In case anyone finds this interesting (as it is so glaringly apropos to this "Buy Now" blog post): I ran an A/B test recently of "Buy Now" vs "Purchase" (which is a drastically different and more subtle question than comparing whether people want to install a demo vs. make a purchase), and found almost no difference.
Unfortunately, due to the usage of a multi-armed bandit algorithm (which attempts to "exploit" already learned knowledge to not lose sales during the test), my data is somewhat "skewed" (in that I have an order of magnitude more tests for one of the hypotheses), but here are the raw results:
"Purchase": 35,715 sales from 3,255,882 impressions (1.097%)
"Buy Now": 4,042 sales from 376,227 impressions (1.074%)

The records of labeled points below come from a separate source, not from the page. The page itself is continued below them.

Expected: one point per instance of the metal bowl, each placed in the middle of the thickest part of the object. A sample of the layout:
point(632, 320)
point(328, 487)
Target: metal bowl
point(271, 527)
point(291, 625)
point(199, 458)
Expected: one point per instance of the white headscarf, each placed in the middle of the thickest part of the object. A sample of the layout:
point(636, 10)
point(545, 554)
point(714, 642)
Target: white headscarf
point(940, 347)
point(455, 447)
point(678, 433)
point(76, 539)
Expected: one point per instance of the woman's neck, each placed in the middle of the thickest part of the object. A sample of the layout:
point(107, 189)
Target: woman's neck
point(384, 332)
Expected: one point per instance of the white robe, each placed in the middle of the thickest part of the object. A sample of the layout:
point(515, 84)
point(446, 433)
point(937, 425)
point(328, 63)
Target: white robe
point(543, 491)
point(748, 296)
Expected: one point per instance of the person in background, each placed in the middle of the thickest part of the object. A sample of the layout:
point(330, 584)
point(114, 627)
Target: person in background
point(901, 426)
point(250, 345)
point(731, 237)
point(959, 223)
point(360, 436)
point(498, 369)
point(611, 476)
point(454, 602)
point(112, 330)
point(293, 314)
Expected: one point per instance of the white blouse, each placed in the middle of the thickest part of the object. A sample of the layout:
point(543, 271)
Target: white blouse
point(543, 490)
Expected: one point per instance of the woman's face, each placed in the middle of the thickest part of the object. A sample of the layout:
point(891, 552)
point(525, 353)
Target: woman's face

If you compare the confidence interfaces with a Beta distribution it is difficult to feel comfortable claiming Purchase is a winner, but that small benefit is why the algorithm kept trying to use it over the other case. Put differently: despite the large sample, I believe that tiny difference is not statistically significant.
(Additionally, for completeness, and as this is important for anyone who might care about this experiment: my app had previously said "Purchase", so there are likely guides online that tell the user how to buy things, or people may have had memories, which may have caused "Buy Now" to be ever so slightly more confusing.)
Did you control for the fact that the 'Try demo' button is red and the 'Buy now' button is blue? I'm sure I've read about A/B test studies (probably on the VWO blog itself), which showed red buttons had higher clickthrough rates than other colours, which could be a big confounding factor.
I just went to the website that did the test, and found that they currently have two buttons: "Try Demo for Free" and "Plans and Pricing", not just the "Try Demo for Free" button as in the winning test.
This makes sense to me - as a matter of fact, while reading the post I was thinking that before trying a demo I usually check the price I would have to pay in the end - but I wonder why this variation wasn't talked about in the article. "Plans and Pricing" isn't a call to action, but having that second button is for sure different than having just one and knowing which clickthrough it gives would be very relevant.
"selling" them on the demo version is not the same as selling the product out (which brings in direct cash in the bank and is the effective "end game").
You need to multiply the demo download conversion with the number who go ahead and make a purchase after trying said demo.
The fact that this was not done brings questions upon the quality of methodology of visualwebsitreoptimiser. Especially when they put out blog posts pimping the results. Up to this point I've been relatively happy with their work and contributions to the A/B field. Which makes this dodgy conclusion a bit of a shame really.
I wrote the case study. The results we publish actually depends on what our customers care for in those particular tests. We don't actively recommend them which tests to run (unless they ask for) so if they don't measure impact on sales (which we would have recommended had they asked for), we can't ask them for the data.
Most customers would know if their sales were negatively impacted during a test, so if you happen to increase demos while still not negatively impacting sales there's nothing wrong with that.
Yes, the customer hinted that their sales did increase and were very happy with results but they don't fully reveal this data (as it can be sensitive).
Unfortunately, due to the usage of a multi-armed bandit algorithm (which attempts to "exploit" already learned knowledge to not lose sales during the test), my data is somewhat "skewed" (in that I have an order of magnitude more tests for one of the hypotheses), but here are the raw results:
"Purchase": 35,715 sales from 3,255,882 impressions (1.097%)
"Buy Now": 4,042 sales from 376,227 impressions (1.074%)
If you compare the confidence interfaces with a Beta distribution it is difficult to feel comfortable claiming Purchase is a winner, but that small benefit is why the algorithm kept trying to use it over the other case. Put differently: despite the large sample, I believe that tiny difference is not statistically significant.
(Additionally, for completeness, and as this is important for anyone who might care about this experiment: my app had previously said "Purchase", so there are likely guides online that tell the user how to buy things, or people may have had memories, which may have caused "Buy Now" to be ever so slightly more confusing.)